2. Introduction to Random-Forest-Classifer(RFC)

Random forests is a supervised learning algorithm. It can be used both for classification and regression. It is also the most flexible and easy to use algorithm. A forest is comprised of trees. It is said that the more trees it has, the more robust a forest is. Random forests creates decision trees on randomly selected data samples, gets prediction from each tree and selects the best solution by means of voting. It also provides a pretty good indicator of the feature importance.

Apply RFC to Our Dataset

We used the same 10 features with the KNN model because we wanted to compare the accuracy scores of the two models. Before doing any cross validation or grid research, we were able to accurately predict 73% of the outcome. Then we ran a 10-fold cross validation and the mean score of 74%. By using grid search, we found the best parameters of the RFC which the criterion was gini, max depth was 5, max features were auto and the number of estimators was 500. After applying the trained model to our dataset, we were able to accurately predict 75.6% of the outcome.

Comparison and Visualization

The following two graphs depicted are comparing the number of accurate and inaccurate matches of the machine learning algorithm used to predict and the outcomes. Both algorithms show a consistent pattern of predicting the candidates who lost the primary, with Random Forest Regression at 70% and K Nearest Neighbors at 54%.

This bar graph depicts the overall accuracy scores received by the algorithms in comparison to the test outcomes.

Statistical Modeling

Confusion matrix:

A confusion matrix shows the intersection of the “true outcomes” (rows) vs. the “predicted” (columns) and how they overlap which can show the values for true/false negatives/positives.
\[\left[\begin{array} {rrr} 157 & 13 \\ 50 & 24 \\ \end{array}\right]\]

Sensitivity and Specificity:

Limitations

Our dataset lacked certain variables that we thought would be useful features in our analysis. Having gender could track the likeliness of men or women winning or losing the primaries. The source where we took our dataset from stated they had gender at one point in their content description, but did not show up in the csv. Age was another feature that could be useful in understanding if diversity is higher in younger candidates vs older candidates, or reflecting the amount of people running for re-election and that age range. This dataset was focused on the 2018 Democratic Primaries, so we could not use previous year’s data to fill in missing values. If there were too many missing values for one column, we ultimately did not use that factor.

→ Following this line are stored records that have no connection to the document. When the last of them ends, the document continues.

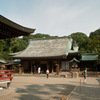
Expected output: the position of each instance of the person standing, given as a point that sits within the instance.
(47, 72)
(85, 74)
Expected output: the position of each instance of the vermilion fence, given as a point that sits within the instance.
(6, 74)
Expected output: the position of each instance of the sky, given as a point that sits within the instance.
(54, 17)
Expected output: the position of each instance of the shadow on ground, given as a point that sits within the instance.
(45, 92)
(87, 92)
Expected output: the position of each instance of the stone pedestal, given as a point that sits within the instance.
(75, 74)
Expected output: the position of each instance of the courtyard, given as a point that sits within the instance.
(41, 88)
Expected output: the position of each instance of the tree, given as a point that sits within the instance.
(81, 39)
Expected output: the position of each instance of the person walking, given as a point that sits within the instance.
(85, 75)
(47, 73)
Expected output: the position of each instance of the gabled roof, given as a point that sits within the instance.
(74, 59)
(47, 48)
(89, 57)
(10, 29)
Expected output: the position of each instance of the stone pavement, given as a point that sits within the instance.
(88, 91)
(41, 88)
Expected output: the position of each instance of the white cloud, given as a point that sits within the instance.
(58, 17)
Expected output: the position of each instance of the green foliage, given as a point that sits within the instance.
(95, 33)
(81, 39)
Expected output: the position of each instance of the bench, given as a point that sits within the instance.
(6, 77)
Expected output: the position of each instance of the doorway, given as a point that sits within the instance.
(43, 68)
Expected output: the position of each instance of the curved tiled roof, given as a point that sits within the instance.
(46, 48)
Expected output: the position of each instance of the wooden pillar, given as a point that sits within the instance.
(52, 68)
(57, 68)
(31, 68)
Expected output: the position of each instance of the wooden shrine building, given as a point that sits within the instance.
(49, 54)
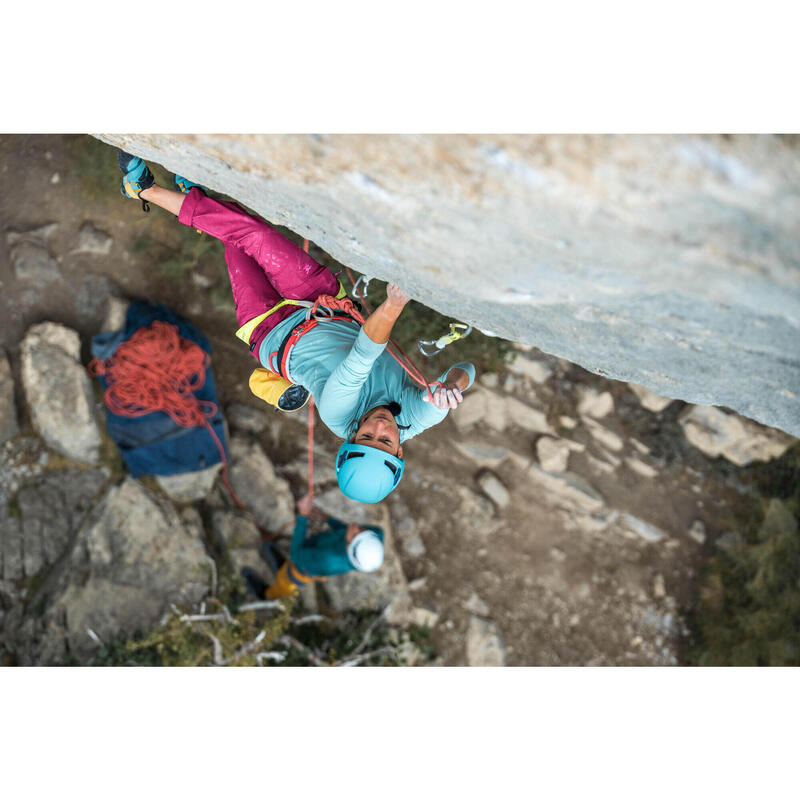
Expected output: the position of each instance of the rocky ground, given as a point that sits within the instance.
(555, 518)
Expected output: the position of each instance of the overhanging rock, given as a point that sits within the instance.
(669, 261)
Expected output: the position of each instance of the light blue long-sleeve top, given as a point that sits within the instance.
(348, 374)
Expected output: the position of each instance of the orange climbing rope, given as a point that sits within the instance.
(310, 428)
(156, 369)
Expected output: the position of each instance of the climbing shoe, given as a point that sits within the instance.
(294, 398)
(185, 185)
(277, 391)
(137, 177)
(254, 582)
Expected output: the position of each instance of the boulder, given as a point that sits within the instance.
(52, 508)
(482, 453)
(649, 400)
(718, 433)
(567, 491)
(494, 490)
(267, 496)
(9, 427)
(115, 314)
(240, 539)
(602, 435)
(386, 589)
(476, 606)
(538, 371)
(33, 263)
(525, 417)
(484, 644)
(132, 560)
(93, 240)
(697, 531)
(648, 532)
(594, 403)
(189, 487)
(59, 392)
(638, 466)
(553, 454)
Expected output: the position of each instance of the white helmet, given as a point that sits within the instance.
(366, 551)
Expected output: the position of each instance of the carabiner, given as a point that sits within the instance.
(354, 291)
(433, 346)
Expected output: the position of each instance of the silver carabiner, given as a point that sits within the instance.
(431, 347)
(354, 291)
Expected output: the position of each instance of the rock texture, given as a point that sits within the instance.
(671, 261)
(8, 410)
(59, 392)
(717, 433)
(132, 558)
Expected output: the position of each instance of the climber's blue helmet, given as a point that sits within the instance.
(366, 473)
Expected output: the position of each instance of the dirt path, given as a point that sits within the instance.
(562, 586)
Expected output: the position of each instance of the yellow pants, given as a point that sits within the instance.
(288, 579)
(267, 385)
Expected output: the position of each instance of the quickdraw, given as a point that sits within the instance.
(354, 291)
(458, 330)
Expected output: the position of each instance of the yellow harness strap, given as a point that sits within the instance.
(246, 331)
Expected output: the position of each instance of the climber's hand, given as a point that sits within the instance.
(445, 397)
(395, 296)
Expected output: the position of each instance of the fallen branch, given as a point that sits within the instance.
(271, 655)
(373, 625)
(213, 576)
(307, 620)
(290, 641)
(259, 604)
(355, 661)
(203, 618)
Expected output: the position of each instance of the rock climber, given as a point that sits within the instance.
(363, 395)
(338, 549)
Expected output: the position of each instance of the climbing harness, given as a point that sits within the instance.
(156, 369)
(458, 330)
(354, 290)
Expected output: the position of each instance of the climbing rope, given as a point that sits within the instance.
(310, 428)
(156, 369)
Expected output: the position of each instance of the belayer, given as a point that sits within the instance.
(363, 395)
(339, 548)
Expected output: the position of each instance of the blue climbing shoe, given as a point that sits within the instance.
(185, 185)
(294, 398)
(136, 178)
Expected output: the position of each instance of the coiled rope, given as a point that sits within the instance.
(156, 369)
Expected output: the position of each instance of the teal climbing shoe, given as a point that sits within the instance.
(185, 185)
(136, 178)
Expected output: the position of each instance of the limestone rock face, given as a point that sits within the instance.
(8, 411)
(59, 391)
(132, 559)
(741, 441)
(484, 644)
(253, 478)
(669, 261)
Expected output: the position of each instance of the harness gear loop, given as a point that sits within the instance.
(431, 347)
(354, 290)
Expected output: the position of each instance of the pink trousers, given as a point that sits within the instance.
(264, 266)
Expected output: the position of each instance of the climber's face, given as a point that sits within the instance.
(378, 429)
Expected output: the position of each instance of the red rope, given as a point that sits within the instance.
(310, 428)
(156, 369)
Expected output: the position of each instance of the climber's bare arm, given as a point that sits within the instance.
(380, 322)
(168, 199)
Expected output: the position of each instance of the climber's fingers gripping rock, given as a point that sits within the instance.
(445, 397)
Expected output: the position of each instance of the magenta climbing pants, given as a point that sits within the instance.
(264, 266)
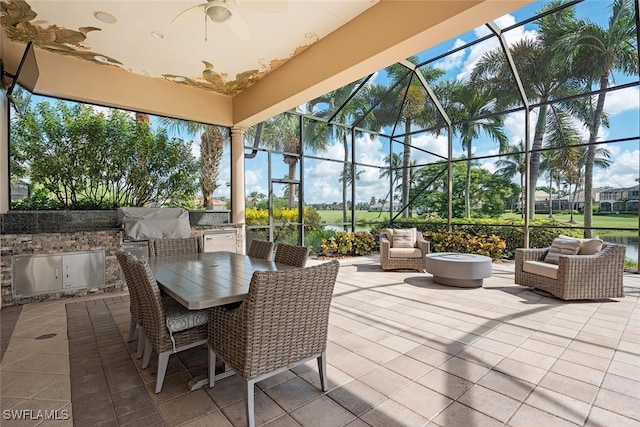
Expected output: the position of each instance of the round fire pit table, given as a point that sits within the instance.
(456, 269)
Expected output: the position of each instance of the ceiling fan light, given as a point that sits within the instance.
(218, 13)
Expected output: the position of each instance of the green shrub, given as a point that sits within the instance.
(344, 243)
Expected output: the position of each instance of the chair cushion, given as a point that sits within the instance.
(390, 235)
(541, 269)
(404, 238)
(405, 253)
(179, 318)
(589, 246)
(562, 247)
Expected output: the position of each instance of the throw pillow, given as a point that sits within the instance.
(562, 247)
(589, 246)
(404, 238)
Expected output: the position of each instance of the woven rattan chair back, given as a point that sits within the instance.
(283, 321)
(169, 247)
(261, 249)
(291, 254)
(154, 323)
(134, 300)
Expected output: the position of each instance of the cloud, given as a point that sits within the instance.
(453, 60)
(477, 50)
(622, 100)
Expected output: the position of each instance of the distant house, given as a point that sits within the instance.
(384, 207)
(619, 199)
(20, 190)
(219, 205)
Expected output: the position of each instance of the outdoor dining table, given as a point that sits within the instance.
(208, 279)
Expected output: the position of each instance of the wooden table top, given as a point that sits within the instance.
(208, 279)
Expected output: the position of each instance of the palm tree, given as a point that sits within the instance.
(511, 163)
(406, 103)
(282, 133)
(340, 107)
(598, 52)
(212, 142)
(469, 102)
(544, 74)
(395, 165)
(602, 160)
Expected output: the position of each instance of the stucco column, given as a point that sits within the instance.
(237, 180)
(5, 187)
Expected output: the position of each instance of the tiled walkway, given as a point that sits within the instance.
(402, 351)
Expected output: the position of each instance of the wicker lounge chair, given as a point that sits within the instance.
(261, 249)
(291, 254)
(134, 302)
(169, 247)
(596, 276)
(393, 257)
(168, 327)
(282, 322)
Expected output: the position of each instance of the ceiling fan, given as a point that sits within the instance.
(227, 11)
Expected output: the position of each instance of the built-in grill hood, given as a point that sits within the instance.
(154, 223)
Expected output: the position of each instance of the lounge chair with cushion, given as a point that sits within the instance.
(573, 269)
(403, 249)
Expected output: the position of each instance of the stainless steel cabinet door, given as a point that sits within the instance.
(36, 274)
(83, 270)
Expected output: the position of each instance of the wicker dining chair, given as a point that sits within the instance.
(282, 322)
(169, 247)
(261, 249)
(291, 254)
(134, 302)
(168, 327)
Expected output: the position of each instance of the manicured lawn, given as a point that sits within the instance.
(603, 221)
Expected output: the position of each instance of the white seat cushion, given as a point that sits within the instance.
(179, 318)
(562, 247)
(541, 269)
(405, 253)
(588, 247)
(404, 238)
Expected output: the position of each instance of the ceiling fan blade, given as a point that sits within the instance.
(189, 15)
(239, 26)
(267, 6)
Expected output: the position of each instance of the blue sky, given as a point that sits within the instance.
(322, 180)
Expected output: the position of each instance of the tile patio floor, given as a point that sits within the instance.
(402, 351)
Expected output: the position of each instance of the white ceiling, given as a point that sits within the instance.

As such, if we applied dummy variables to some features, say for instance State, there would be 50 columns. Any features that resulted in an overwhelming amount of columns was not utilized in analysis.

Conclusion

Method Accuracy Score
KNN 0.68
RFC 0.76
Logistic 0.74

All of our methods (KNN, RFC, and Logistic regression) had very similar accuracy scores, with RFC being the best model for predicting the primary status of whether or not the democratic candidate advanced based on the features: ‘Yes.Endorsements’,‘No.Endorsements’, ‘Office.Type_Governor’, ’STEM._Yes’,’STEM._No’,’LGBTQ._Yes’,’Party.Support._No’. Despite having some limitations in the lack of features that were given, we were happy to see that we were able to predict with a satisfactory accuracy score of 76% based on factors such as endorsements, office type, STEM, LGBTQ, and party support, which supported our original hypothesis that some of the given factors would be able to give us an idea of whether a democratic candidate would advance. With the increasing attention to technology and LGBTQ rights, factors as STEM and LGBTQ were not a surprise to us, although these might not have been as important in past elections. Overall, this model and findings can help people who are politically active or want a better understanding of the political environment of which factors may be important to democrats when voting for candidates.